When a remake was announced in 2012, half the press around it involved speculating whether the “three-breasted hooker from Mars” would be present. Kaitlyn Leeb took on the role, and she was asked repeatedly whether her three breasts were real. “There were a bunch of people at Comic-Con asking if I had surgery for the third one,” she told the Calgary Herald. “Others thought that the two on the side were real. I guess that’s the one thing that bothers me the most is that they think I’m out there prancing around Comic-Con with my breasts out. They really are not mine.”
In 2002, Adam Sandler’s animated Eight Crazy Nights featured a rare example of a three-breasted woman in a non-sci-fi context — a character called Mrs. Selman “with her one extra breast,” also referred to as Mrs. Triplenipple. In 2014, two years after the Total Recall remake, a model named Jasmine Tridevil claimed to have had a third breast implanted by a surgeon that she was forbidden by an NDA from naming. Tridevil said she had the surgery to make herself repellent to men. While her story got widely reported, it was revealed to be a hoax, and she later unsuccessfully launched a GoFundMe campaign to pay for the surgery. Finally, in 2018, Italian fashion label GCDS sent two models down the catwalk wearing prosthetic third breasts, something the designers explained was intended as part of a “wake-up call” in a collection inspired by dystopias.

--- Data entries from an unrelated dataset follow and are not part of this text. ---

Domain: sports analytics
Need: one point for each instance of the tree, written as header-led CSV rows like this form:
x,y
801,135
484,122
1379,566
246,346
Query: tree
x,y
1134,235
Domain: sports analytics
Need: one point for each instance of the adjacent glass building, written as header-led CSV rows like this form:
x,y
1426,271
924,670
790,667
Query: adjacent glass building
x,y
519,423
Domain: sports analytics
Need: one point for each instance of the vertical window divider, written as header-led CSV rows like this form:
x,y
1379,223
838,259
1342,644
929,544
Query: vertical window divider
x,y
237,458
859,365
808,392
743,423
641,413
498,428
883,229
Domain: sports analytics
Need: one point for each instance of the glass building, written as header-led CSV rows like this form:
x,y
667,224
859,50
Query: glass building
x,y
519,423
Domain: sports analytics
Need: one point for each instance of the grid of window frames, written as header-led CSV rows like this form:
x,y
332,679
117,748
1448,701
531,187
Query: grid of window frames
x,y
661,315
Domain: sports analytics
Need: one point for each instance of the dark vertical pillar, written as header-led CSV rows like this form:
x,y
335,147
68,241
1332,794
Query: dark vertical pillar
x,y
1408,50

And that’s kind of it — a handful of movies, a hoaxer and a cookie. In 2011’s Paul, Simon Pegg and Nick Frost’s characters make a comic, Jelva: Alien Queen of the Varvak, whose title character is a green-skinned three-breasted extraterrestrial. It’s meant to be a massive cliche, a bit of a done-to-death idea, but there are actually fewer about than you might reasonably expect. Given how much fantasy art features alien women wearing next to nothing, comic books’ ongoing issue with almost every female character having planet-sized breasts and low-budget sci-fi movies’ general more-is-more attitude toward nudity, you’d be forgiven for thinking it was a lot more common than it is. It seems kind of nuts given their output that artists like Frank Frazetta, Keith Parkinson, Moebius and H.R. Giger didn’t spend more of their careers painstakingly painting supplementary breasts.
Why, then, does it seem like a much more ubiquitous thing?
It might just be the childlike, dumb-assed nature of it as an idea — it feels like the fantasy of someone with a very limited imagination. Changing the rules of the world by just… adding another boob. It’s at once incredibly weird and not quite weird enough to be interesting.
Or the appeal might just be practical. As a character in a novel by the cult sci-fi writer Robert Rankin starts to explain before being cut off, “One for each hand and one for your mou—”.